La Cotilla no deja de entrar y salir de casa. - ¿A qué viene tanto ajetreo? (le pregunté) - ¡Estoy disfrutando como nunca! - ¡¿De subir y bajar la escalera a toda pastilla?! - No sabes el tiempo que hacía que no ocurría algo así y lo hago ahora que ya tengo ciento y pico castañas. ¿Y el pecho que tengo? Sin pasar por quirófano, nena. Se ha desarrollado tarde pero ha valido la pena. No sabes la sensación de poderío que siento cuando oigo los piropos que me echan los albañiles de la finca de la esquina. ¡Si supiera a quién poner un altar, se lo pondría!

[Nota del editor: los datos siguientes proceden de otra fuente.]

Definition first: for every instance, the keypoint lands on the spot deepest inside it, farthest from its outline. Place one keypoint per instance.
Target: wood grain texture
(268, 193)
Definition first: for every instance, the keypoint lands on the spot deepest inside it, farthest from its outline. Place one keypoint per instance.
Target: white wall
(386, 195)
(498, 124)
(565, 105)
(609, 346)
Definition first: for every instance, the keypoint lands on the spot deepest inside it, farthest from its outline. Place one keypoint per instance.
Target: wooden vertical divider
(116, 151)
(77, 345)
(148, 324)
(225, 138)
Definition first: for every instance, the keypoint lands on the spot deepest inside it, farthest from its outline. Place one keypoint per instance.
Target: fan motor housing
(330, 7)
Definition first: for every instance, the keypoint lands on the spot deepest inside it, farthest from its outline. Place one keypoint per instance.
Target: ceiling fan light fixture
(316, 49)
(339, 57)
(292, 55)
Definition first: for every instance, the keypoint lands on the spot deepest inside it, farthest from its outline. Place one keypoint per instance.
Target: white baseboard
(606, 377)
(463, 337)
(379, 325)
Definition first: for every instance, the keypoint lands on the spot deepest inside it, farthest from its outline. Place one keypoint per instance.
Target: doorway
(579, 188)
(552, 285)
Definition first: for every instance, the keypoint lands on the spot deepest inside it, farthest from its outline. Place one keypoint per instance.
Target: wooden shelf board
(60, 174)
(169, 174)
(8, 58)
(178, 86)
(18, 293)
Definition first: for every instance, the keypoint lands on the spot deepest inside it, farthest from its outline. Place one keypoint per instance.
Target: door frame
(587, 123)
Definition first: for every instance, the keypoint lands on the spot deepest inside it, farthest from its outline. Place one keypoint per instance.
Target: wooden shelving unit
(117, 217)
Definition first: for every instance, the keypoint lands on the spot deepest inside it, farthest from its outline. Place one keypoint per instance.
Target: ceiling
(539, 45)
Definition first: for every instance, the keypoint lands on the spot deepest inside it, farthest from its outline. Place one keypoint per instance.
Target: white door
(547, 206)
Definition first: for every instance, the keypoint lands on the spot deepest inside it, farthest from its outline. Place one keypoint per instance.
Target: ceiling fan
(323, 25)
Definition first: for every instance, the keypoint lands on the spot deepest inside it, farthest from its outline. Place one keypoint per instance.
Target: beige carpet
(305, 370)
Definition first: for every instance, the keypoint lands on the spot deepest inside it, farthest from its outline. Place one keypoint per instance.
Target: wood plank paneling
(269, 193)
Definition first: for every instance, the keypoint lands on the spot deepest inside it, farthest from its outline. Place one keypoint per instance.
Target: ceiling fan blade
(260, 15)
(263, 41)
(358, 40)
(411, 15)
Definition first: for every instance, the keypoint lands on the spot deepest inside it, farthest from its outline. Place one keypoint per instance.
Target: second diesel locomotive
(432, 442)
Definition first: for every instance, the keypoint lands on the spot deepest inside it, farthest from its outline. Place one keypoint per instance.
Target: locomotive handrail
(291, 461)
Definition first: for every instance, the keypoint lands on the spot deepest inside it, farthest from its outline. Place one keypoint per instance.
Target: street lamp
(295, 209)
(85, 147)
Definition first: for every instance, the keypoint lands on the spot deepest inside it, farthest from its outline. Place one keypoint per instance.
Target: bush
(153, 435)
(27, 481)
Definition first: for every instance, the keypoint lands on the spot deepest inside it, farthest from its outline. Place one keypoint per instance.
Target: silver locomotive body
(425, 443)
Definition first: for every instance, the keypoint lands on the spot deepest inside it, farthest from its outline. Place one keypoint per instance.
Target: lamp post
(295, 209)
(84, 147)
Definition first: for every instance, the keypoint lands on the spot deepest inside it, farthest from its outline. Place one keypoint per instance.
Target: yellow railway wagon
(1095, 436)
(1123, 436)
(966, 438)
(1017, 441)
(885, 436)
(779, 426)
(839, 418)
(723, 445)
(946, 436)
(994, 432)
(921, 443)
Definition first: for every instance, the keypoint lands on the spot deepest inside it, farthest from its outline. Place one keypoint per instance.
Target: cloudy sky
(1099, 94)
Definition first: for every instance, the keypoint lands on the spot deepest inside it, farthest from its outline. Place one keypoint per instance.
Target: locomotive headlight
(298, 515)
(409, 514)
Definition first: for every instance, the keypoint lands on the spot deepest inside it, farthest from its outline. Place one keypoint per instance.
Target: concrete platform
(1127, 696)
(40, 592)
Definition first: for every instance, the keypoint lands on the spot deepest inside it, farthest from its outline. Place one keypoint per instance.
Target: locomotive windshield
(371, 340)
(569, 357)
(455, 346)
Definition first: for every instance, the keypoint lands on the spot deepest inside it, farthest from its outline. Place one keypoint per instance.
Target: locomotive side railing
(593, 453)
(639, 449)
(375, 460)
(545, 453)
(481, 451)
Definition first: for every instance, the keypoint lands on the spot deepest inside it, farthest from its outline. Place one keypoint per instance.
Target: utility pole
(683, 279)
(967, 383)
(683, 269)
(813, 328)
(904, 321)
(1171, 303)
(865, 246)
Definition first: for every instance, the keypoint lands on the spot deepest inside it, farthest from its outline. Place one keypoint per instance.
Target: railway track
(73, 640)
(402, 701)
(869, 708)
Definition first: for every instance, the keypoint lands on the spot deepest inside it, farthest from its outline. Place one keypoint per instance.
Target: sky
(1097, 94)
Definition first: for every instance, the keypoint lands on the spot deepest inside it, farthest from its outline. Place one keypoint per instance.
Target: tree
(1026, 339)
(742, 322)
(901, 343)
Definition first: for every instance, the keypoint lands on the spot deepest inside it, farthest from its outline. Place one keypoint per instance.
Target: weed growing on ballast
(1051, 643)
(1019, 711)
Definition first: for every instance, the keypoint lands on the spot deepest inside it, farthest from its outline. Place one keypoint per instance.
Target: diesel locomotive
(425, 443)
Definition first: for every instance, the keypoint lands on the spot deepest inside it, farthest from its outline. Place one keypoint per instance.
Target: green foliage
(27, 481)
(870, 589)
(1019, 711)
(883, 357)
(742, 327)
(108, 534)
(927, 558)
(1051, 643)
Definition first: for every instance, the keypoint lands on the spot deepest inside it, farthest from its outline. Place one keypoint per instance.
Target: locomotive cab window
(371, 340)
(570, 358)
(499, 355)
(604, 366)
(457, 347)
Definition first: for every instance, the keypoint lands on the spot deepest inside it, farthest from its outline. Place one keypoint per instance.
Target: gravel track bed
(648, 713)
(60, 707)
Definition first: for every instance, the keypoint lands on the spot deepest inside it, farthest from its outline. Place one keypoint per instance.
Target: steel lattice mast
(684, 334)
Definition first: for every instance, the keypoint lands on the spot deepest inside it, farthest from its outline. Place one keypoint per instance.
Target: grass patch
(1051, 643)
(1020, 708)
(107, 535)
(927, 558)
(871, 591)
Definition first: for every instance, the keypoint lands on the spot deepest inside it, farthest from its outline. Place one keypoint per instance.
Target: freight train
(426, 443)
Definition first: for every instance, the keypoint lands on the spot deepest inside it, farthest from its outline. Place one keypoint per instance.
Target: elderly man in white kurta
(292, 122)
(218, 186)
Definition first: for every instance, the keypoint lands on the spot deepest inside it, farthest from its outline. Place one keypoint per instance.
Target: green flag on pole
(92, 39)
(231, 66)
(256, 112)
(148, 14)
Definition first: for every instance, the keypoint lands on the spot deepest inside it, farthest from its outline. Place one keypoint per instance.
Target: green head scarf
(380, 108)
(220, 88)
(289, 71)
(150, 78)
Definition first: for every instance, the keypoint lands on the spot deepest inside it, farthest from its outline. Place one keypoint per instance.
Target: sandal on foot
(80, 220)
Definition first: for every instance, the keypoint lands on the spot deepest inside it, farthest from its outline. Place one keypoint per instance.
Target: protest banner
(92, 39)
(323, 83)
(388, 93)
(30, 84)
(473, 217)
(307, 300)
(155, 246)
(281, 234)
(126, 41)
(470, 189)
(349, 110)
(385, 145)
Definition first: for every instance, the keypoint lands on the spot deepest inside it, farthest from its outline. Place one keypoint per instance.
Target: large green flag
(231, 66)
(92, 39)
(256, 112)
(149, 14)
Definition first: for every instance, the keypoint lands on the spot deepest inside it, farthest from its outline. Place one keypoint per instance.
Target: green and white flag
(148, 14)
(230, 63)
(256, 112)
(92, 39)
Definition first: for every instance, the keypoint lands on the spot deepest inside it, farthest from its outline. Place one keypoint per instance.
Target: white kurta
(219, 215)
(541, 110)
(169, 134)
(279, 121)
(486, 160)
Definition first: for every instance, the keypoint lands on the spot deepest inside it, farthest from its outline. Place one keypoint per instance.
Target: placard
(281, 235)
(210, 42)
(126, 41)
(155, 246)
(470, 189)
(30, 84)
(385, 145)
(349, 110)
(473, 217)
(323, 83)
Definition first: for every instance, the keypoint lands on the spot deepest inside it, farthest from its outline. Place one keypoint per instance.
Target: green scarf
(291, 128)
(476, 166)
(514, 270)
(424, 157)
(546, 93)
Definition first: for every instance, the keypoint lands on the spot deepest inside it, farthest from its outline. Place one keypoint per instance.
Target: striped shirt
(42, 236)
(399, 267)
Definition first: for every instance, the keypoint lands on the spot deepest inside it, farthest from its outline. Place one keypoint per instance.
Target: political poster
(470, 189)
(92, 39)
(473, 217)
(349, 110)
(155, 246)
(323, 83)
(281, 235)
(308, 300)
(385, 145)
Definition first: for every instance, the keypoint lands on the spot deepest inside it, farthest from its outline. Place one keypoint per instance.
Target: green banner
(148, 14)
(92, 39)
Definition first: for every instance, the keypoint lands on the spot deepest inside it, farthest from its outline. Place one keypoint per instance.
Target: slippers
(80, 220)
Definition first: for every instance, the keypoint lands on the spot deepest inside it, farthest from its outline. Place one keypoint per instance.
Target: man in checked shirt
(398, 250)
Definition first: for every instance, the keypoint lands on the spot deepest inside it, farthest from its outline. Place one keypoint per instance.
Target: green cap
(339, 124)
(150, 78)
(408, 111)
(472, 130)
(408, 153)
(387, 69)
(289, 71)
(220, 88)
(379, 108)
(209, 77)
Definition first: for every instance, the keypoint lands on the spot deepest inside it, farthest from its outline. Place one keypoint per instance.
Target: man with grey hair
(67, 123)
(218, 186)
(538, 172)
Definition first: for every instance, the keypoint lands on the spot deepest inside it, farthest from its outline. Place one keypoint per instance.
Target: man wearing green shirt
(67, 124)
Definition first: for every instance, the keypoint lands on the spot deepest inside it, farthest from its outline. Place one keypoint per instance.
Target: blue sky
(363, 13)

Menos mal que no lo sabe porque sería el fin de Pascualita. La Cotilla lo publicaría urbi et orbe. Ya me imagino colas de reporteros bajo el árbol de la calle, móviles en ristre para inmortalizar a la sirena que ha sobrevivido a los milenios con sus respectivos cambios climáticos.
Se lo estuve contando a la abuela a través del teléfono y por su voz comprendí que se la comía la envidia. - "¿No estás exagerando en cuanto a la hermosura de sus pechos?" - Que sí, que sí. Mira las veces que nos ha mordido a todas y nunca nos han quedado tan espectaculares.
Sin apenas darse cuenta, la obra de arte se fue desinflando. Entonces la Cotilla montó un altar en la salita dedicándolo a todo cuanto santo o santa se le ocurría. La habitación se llenó de estampas, imágenes, etc... Toda una imaginería variopinta de dioses desconocidos que no lograban parar el desastre que se avecinaba. Hasta que, un día colocó la estampa de la fuente de Neptuno de Madrid vestido con la camiseta del Atletic y la pérdida de turgencia se paró.